L'ex capitano della Serbia sulla separazione più chiacchierata del circuito maschile. Le accuse sono tutte per l'ex campione tedesco, Armenulic non risparmia le cartucce
lunedì, 12 Dicembre 2016

TENNIS – Senza la possibilità di concentrarsi sul campo, vista l’assenza di tornei e l’imminente inizio della preparazione atletica, la cassa di risonanza diventa ancor più ridondante sia dal punto di vista mediatico, sia sotto l’aspetto delle mere analisi professionali. Novak Djokovic e Boris Becker si sono resi protagonisti dello split più clamoroso e discusso del 2016, dando adito ad una serie di ipotesi, congetture e previsioni che chiamano in causa più di un personaggio del circuito maschile e non. L’ultimo in ordine cronologico è Radmilo Armenulic, ex capitano della Nazionale della Serbia.

Gli strascichi dopo la notizia, emersa in tempo comunque utile per preparare la stagione 2017, hanno trovato pronti due schieramenti che si sono posti a favore o contro Becker, che già aveva spiegato come lo stress di Nole si stesse ripercuotendo su alcune prestazioni sottotono che poi, con la costanza di Murray, si sono trasformate nell’abdicazione nel ranking. Obradovic, attuale selezionatore dei balcanici, ha avvalorato la tesi del coach tedesco, ma il suo predecessore Radmilo Armenulic dimostra di avere un’impressione ben diversa sulla sua versione dei fatti: “Per me si tratta di assurdità, Becker si è dimostrato instabile e contraddittorio. Adesso la famiglia di Novak è diventato un peso ed un ostacolo? Eppure fino a qualche tempo fa era un punto di forza che gli ha dato la spinta per respingere l’assalto di Federer. Inoltre non si sarebbe allenato a sufficienza: ammesso che sia vero, la percentuale di colpa dell’allenatore dovrebbe essere quantomeno pari con quella del suo assistito“.
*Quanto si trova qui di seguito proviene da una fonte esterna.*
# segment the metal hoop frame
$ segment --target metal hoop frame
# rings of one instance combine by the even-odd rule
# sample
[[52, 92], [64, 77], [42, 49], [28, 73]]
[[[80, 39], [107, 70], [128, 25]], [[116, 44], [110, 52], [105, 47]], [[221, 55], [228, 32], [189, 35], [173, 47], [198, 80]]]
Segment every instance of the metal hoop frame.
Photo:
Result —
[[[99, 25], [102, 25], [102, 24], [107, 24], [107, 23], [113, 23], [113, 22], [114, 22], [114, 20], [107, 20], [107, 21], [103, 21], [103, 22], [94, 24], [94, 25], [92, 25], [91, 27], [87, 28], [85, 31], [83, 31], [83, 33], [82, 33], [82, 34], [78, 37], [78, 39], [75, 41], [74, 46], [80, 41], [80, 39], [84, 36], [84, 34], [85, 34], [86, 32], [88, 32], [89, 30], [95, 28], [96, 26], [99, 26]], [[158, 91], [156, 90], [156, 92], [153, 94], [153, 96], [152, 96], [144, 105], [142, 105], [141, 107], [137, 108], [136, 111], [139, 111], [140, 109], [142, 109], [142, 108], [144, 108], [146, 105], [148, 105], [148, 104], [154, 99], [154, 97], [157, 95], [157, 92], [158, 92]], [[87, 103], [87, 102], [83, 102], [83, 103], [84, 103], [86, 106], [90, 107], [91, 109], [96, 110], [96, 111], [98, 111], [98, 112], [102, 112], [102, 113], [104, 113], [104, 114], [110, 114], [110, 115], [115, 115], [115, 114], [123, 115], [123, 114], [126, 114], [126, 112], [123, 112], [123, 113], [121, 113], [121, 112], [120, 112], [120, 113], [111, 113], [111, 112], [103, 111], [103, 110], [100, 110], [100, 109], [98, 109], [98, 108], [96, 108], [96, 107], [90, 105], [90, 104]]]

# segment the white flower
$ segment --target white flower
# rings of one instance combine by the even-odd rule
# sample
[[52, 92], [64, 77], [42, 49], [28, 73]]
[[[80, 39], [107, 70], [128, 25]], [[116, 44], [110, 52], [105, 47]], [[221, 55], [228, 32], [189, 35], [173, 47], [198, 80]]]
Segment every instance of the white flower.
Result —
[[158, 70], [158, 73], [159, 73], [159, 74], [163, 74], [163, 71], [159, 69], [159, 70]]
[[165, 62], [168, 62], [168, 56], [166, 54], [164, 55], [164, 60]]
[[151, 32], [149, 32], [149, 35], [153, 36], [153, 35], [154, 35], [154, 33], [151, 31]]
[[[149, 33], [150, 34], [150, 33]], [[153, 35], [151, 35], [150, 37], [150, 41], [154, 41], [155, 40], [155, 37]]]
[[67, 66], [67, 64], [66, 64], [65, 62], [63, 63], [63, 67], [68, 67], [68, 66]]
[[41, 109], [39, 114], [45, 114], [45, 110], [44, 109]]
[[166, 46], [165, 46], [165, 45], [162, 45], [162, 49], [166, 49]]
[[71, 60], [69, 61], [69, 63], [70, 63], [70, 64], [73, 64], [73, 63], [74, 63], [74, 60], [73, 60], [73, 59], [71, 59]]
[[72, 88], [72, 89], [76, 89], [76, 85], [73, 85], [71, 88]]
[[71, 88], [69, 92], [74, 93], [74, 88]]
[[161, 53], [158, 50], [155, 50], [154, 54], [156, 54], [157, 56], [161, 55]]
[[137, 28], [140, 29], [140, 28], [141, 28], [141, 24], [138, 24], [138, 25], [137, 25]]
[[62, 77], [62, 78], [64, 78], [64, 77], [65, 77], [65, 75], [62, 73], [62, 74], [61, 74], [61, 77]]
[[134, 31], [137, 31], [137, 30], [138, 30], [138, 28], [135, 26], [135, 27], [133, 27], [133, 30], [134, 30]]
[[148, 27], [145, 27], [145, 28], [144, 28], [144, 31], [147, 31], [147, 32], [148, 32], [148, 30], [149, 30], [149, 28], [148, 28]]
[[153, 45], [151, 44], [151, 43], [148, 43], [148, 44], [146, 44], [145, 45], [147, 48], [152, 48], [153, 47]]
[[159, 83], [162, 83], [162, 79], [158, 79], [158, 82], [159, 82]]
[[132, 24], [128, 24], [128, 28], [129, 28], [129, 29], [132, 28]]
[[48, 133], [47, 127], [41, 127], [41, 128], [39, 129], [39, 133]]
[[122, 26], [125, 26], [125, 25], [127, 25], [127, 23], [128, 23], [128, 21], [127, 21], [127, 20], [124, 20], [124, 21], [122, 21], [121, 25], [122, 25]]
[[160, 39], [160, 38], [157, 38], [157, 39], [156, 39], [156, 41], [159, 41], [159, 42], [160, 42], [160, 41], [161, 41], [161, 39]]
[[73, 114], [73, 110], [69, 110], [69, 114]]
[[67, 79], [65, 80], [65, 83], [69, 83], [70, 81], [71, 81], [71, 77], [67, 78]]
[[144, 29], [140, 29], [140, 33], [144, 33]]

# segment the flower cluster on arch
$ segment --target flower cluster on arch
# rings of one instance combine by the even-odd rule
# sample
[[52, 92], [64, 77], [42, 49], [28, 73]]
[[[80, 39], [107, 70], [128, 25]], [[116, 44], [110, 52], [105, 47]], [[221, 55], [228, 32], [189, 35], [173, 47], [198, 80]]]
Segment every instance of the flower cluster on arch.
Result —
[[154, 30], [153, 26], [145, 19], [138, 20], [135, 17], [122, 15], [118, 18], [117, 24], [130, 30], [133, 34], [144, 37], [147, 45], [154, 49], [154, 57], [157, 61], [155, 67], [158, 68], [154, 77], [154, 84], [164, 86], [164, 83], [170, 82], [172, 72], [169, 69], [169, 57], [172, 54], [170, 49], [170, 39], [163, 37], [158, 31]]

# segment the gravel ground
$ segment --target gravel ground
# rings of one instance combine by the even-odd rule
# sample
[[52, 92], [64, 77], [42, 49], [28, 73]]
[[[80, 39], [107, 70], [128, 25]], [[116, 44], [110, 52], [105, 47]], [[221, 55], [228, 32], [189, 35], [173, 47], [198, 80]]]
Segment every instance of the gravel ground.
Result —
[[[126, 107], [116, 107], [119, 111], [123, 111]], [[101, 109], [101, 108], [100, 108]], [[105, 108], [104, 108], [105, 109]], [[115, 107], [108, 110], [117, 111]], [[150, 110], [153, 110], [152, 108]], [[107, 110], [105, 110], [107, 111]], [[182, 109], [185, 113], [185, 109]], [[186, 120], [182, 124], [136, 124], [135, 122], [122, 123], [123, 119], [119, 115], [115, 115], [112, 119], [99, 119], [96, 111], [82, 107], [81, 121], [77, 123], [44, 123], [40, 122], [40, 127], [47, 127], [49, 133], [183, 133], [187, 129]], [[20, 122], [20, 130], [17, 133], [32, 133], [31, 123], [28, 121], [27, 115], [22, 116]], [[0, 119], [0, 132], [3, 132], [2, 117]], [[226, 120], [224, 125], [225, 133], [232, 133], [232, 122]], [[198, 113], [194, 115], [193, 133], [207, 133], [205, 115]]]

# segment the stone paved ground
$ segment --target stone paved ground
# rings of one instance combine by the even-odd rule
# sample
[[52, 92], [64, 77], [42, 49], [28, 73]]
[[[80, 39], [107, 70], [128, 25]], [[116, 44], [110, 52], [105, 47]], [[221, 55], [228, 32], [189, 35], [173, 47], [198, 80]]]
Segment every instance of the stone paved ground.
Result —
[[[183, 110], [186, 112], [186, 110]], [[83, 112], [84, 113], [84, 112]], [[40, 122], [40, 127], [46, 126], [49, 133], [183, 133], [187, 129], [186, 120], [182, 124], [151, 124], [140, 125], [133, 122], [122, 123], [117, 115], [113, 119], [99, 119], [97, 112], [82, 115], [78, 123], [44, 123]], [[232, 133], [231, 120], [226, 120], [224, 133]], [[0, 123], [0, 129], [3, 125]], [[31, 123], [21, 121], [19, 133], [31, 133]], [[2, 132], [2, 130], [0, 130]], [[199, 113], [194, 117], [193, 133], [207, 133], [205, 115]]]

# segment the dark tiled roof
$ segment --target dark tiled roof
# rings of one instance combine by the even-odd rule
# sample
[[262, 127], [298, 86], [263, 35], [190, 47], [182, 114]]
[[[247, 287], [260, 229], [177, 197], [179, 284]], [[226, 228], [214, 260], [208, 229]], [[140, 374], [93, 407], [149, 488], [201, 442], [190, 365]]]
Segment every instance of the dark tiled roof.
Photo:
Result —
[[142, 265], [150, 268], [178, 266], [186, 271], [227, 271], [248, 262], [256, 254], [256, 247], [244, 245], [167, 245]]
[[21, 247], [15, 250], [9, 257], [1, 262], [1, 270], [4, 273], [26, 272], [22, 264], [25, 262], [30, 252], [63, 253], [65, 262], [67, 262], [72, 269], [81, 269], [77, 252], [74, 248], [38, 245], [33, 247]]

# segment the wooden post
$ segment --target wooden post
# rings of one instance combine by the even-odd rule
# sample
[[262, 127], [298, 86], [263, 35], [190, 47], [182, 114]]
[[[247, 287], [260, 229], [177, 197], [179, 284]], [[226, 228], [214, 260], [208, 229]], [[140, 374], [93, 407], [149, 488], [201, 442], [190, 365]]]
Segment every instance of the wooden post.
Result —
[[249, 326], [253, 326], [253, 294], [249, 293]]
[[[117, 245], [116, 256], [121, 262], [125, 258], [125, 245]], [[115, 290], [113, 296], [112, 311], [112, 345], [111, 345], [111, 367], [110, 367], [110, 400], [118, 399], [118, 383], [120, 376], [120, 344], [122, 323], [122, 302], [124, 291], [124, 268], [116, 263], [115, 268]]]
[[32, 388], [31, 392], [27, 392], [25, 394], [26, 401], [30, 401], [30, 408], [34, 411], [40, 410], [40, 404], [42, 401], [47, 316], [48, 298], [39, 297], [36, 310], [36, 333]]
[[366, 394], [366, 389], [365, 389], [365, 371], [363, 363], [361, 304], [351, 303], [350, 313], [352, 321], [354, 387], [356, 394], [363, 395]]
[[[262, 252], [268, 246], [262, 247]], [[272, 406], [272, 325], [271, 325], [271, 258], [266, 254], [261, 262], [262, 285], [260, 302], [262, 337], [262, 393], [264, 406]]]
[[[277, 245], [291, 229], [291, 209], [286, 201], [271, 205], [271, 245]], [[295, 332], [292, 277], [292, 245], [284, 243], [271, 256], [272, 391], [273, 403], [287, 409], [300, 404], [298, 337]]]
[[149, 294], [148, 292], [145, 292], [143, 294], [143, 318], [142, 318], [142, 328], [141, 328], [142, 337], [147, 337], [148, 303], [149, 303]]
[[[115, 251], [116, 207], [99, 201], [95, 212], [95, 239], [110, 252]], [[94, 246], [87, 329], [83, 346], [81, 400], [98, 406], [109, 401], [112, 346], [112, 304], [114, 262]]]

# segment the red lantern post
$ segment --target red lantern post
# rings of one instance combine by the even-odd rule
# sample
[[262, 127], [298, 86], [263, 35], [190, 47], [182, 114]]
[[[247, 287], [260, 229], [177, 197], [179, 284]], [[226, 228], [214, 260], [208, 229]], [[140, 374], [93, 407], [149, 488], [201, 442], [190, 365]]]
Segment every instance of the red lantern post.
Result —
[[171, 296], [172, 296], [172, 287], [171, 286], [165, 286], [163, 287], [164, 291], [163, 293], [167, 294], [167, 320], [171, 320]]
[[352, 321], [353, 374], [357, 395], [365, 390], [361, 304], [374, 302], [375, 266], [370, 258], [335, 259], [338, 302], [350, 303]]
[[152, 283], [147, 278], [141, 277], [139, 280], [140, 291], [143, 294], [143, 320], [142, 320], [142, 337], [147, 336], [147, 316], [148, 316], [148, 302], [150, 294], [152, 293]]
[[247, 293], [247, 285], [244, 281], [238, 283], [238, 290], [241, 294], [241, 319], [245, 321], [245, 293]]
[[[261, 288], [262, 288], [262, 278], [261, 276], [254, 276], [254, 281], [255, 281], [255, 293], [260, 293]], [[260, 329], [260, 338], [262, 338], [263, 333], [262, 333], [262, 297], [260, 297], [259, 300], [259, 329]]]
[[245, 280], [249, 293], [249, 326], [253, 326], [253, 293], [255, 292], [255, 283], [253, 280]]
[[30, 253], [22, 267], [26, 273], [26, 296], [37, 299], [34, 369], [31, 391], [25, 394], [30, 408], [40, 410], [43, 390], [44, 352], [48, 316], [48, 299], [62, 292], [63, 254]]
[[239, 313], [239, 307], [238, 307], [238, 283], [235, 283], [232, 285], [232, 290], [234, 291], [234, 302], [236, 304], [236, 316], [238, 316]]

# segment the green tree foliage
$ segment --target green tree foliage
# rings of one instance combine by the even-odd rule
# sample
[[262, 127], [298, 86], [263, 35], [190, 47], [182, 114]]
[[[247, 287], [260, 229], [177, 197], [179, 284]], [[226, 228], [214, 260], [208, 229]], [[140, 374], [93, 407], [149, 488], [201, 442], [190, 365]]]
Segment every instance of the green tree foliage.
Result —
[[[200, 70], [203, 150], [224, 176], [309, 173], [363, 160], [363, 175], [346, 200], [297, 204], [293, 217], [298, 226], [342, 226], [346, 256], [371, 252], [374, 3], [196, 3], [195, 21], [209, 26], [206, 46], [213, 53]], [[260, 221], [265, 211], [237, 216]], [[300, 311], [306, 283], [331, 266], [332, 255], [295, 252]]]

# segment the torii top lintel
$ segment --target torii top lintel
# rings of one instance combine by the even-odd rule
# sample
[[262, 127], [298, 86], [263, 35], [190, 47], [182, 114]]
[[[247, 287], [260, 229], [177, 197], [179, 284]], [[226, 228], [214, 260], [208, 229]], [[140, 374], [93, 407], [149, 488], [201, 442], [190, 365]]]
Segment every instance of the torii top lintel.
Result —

Armenulic, dal canto suo, prova ad analizzare la questione prendendo in esame i punti cardine della stagione: “La bacheca di Nole è diventata satura dopo il Roland Garros. Adesso ha bisogno di rilassarsi e non pensare a ciò che è successo negli ultimi mesi: deve ripartire con la consapevolezza di tornare lì dov’è stato finora, con l’entusiasmo di dover affrontare una nuova sfida con un avversario che gli ha tolto la corona“. La ricetta? “Mantenere Marijan Vajda – spiega l’ex capitano – ed avviare una collaborazione con Pete Sampras. Credo che andrebbe a formarsi un box davvero armonioso, tipico della famiglia che sostiene il proprio pupillo. Tutto sta nelle scelte di Nole, ma sono certo che tornerà numero uno del mondo“.

La nuova alba di Djokovic è prevista per il 5 gennaio, quando tornerà in campo per il torneo di Doha e dovrà arrivarci con la giusta convinzione psico-fisica e tecnica, oltre che con uno staff che sappia essere all’altezza di quello precedente. Le potenzialità, oltre all’esperienza pluriennale nel campo, ci sono tutte.